Being unemployed is hard – really hard.
Having only been without a job, technically, for just under a fortnight, the personal struggles of not being at work have been unexpectedly difficult to control. I’ve never had nothing to do. I’ve always either been in full time study (with part-time work) or working full-time. Now, even though I’m keeping myself busy, there’s a monkey on my back which won’t stop nattering.
Work is a hugely significant part of most people’s lives. As Prof. Edward Watkins of Exeter University reminds us, not working, for many, is equivalent to temporarily losing our identity. I can completely understand this feeling, even if it seems extreme. I’ve gone from being, at least in theory, a moulder of young people’s minds, to another graduate without work, and my greatest pain comes from the feeling that I am somehow no longer respectable; I’m no longer proud of my profile.
Of course, I know this is nonsense. I have people telling me it’s nonsense every day. But we all know just how distant theory and feeling can be, no matter how strong your ability to rationalise. Like I said, I’ve kept myself busy; aside from applying for 30 + jobs, I’ve begun volunteering at the local library, picked up some old hobbies (like transcribing historical documents – who knew this could be done online?) and gotten back into a semi-fit physical state. Oh, and I’ve got a place on a library and information management course up in Sheffield for September (huzzah!) But this is still a hard slog, and I’ve only been at it for a short while.

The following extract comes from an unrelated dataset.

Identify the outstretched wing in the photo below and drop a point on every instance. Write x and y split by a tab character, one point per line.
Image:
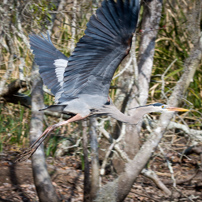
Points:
106	42
52	63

But it’s painfully obvious what the solution is: get on with it, right? I think I am, in all fairness. I’m averaging 2-5 applications a day, with a few days where I just couldn’t face it made up by days of 5-10 application stints. I even have an interview next Wednesday for a job I’m really interested in. It’s only one, and I’m very conscious that I need to smother my expectations, but it’s something.
It’s been tempting to look back at the job I left and regret it. But I won’t. Like I’ve said before, life is too short for obsessions, depressions and counting off the years of your life according to career goals. If anybody’s reading this in a similar, or worse, situation, I’d ask you please to just remember the good things in your life. If you can’t see them, seek them out: go see your parents or siblings for a few days; take up a new hobby (it doesn’t have to be transcribing!); go for a nice, long walk. It won’t make take your anxiety away, but it will at least remind you that actually, there’s more to life than work, and nobody gives a fuck about C.V.s in heaven.